Só a leitura liberta!
Eretuse Rocha Araújo
“Quem somos nós, quem é cada um de nós senão uma combinatória de experiências, de informação, de leituras, de imaginações? Cada vida é uma enciclopédia, uma biblioteca, um inventário de objetos, uma amostragem de estilos, onde tudo pode ser continuamente remexido e reordenado de todas as maneiras possíveis.” (Calvino, 1990).
O Brasil pode ser considerado um país que lê pouco. É normal algumas pessoas justificarem o fato com o alto preço do livro, mas a falta de apego que o brasileiro tem com a biblioteca desmistifica essa crença. A falta de estímulo para a leitura nas pessoas também interfere na capacidade de reunir diversas fontes de informação, de formular seus próprios pensamentos e conclusões. Dentre as consequências, ocorre atraso no desenvolvimento da nação e o impedimento do exercício total da cidadania.
As diferentes leituras exigidas pelo cotidiano das pessoas não podem ser tratadas da mesma forma. Lê-se por puro entretenimento, para obter informações, para construir conhecimento etc. A formação de um bom leitor pode ser auxiliada pela criação de uma atmosfera de troca, de entusiasmo, de intimidade com o universo da cultura escrita, compartilhada por professores, pais, alunos e comunidade. É preciso oferecer propostas que garantem à sociedade um bom trânsito pelo mundo da escrita e experiências de encantamento com a leitura.

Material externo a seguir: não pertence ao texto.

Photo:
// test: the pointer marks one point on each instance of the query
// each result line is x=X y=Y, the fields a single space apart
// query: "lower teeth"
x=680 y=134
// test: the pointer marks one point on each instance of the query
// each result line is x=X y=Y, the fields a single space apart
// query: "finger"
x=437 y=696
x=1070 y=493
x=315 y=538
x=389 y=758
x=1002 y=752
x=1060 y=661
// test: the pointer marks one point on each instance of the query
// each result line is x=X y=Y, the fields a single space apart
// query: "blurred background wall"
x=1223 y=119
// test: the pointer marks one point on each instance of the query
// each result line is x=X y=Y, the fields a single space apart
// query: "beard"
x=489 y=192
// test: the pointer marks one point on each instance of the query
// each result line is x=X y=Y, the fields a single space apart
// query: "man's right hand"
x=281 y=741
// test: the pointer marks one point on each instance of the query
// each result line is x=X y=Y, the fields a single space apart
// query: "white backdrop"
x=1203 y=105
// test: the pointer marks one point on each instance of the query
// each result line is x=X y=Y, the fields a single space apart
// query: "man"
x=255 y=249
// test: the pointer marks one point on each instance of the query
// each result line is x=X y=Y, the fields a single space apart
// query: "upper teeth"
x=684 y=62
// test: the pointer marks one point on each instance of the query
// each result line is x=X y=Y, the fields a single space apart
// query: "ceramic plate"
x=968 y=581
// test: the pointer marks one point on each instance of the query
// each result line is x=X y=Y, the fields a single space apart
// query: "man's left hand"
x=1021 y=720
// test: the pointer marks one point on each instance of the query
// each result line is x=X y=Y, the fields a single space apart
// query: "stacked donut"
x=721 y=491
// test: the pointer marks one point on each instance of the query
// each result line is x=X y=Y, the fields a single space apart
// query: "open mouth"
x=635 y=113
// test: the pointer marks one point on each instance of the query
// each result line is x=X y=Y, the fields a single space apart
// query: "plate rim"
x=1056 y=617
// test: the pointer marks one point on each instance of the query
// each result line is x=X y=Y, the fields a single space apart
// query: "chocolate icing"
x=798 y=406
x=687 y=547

Ler é o único jeito de se comunicar de igual para igual com o restante da humanidade, seja no tempo, por meio de textos escritos por gente que já morreu, como Jean Piaget ou Willian Shakespeare, seja no espaço, ao ver em jornais, livros e revistas, o que acontece no mundo. É nos escritos que se desvenda outras culturas, que hábitos e histórias diferentes se revelam para a sociedade, que se compreende, de fato, o sentido da expressão diversidade (de idéias, vivências, sonhos, experiências).
Para muitos, a escola foi um espaço no qual a leitura era constante objeto de avaliação, em que a preocupação maior estava voltada para o correto entendimento do texto lido, como se existisse apenas uma interpretação, correta e esperada. Se os professores não forem leitores, dificilmente poderão compartilhar com seus alunos os mistérios, encantos e alegrias que se podem alcançar com a leitura, pois ela precisa ocupar o horário nobre da aula. Ajudar os alunos a ler, a fazer com que se interessem pela leitura, é dotá-los de um instrumento de aculturação e de tomada de consciência cuja funcionalidade escapa dos limites da instituição, pois só a leitura liberta.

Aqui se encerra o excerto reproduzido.